8. “Aren’t you scared their birth parents will try to get them back?”
There are a lot of misconceptions about adoption, but this is the one that seems to persist the most. It comes from a misunderstanding of exactly how adoption works. Adoption is permanent, and open adoption is not co-parenting. An adoptive parent is an adopted child’s legal parent, often at the choice of the birth parents themselves.
Educate yourself before talking to any adoptive parent about their adoption to avoid commonly asked questions like these. An adoptive parent will thank you for it.
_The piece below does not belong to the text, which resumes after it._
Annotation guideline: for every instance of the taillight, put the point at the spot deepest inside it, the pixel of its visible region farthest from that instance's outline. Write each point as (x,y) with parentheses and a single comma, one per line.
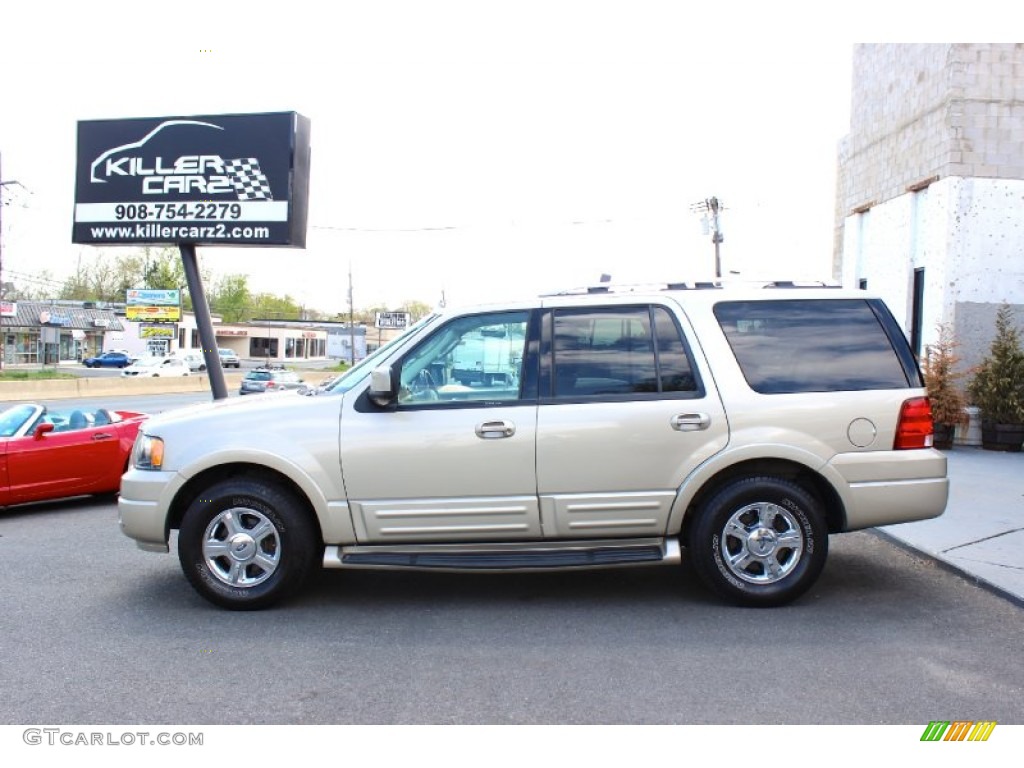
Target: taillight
(914,428)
9. “Will you tell them they’re adopted?”
Pop culture sells us plenty of “separated at birth” and “didn’t know they were adopted” stories — but that’s simply not the reality of adoption. Adoptive parents commit to being open and honest with an adopted child as she or he grows up. An adoptee knows their adoption story and, in many cases, has a direct relationship with their birth parents.
Asking this question will likely earn you an eye roll or an incredulous look. Of course an adoptee will know their adoption story; it’s not a decision that’s up for discussion.
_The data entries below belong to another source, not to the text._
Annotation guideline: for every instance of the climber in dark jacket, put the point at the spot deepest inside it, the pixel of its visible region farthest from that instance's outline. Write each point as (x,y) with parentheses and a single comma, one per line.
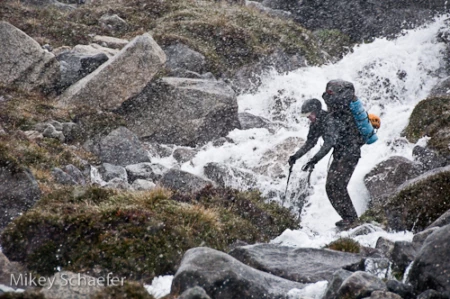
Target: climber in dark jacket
(340,133)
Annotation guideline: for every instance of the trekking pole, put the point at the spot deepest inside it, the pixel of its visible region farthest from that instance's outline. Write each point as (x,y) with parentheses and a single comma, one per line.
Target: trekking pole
(287,184)
(309,176)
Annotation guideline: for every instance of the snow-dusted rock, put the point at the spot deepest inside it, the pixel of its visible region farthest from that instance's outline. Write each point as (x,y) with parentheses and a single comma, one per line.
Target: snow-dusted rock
(223,277)
(24,63)
(121,77)
(182,111)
10. “Why didn’t you adopt domestically/internationally/through foster care?”
Adoption is not right for everyone — and neither is every adoption option.
Each adoption path comes with its own challenges and rewards. It’s up to an adoptive parent to decide which option is best for their family. It’s not a decision they make lightly, and their choice doesn’t need your scrutiny.
Accept that an adoptive parent made the choice that was best for their personal needs and don’t pry. It’s no one’s business but theirs.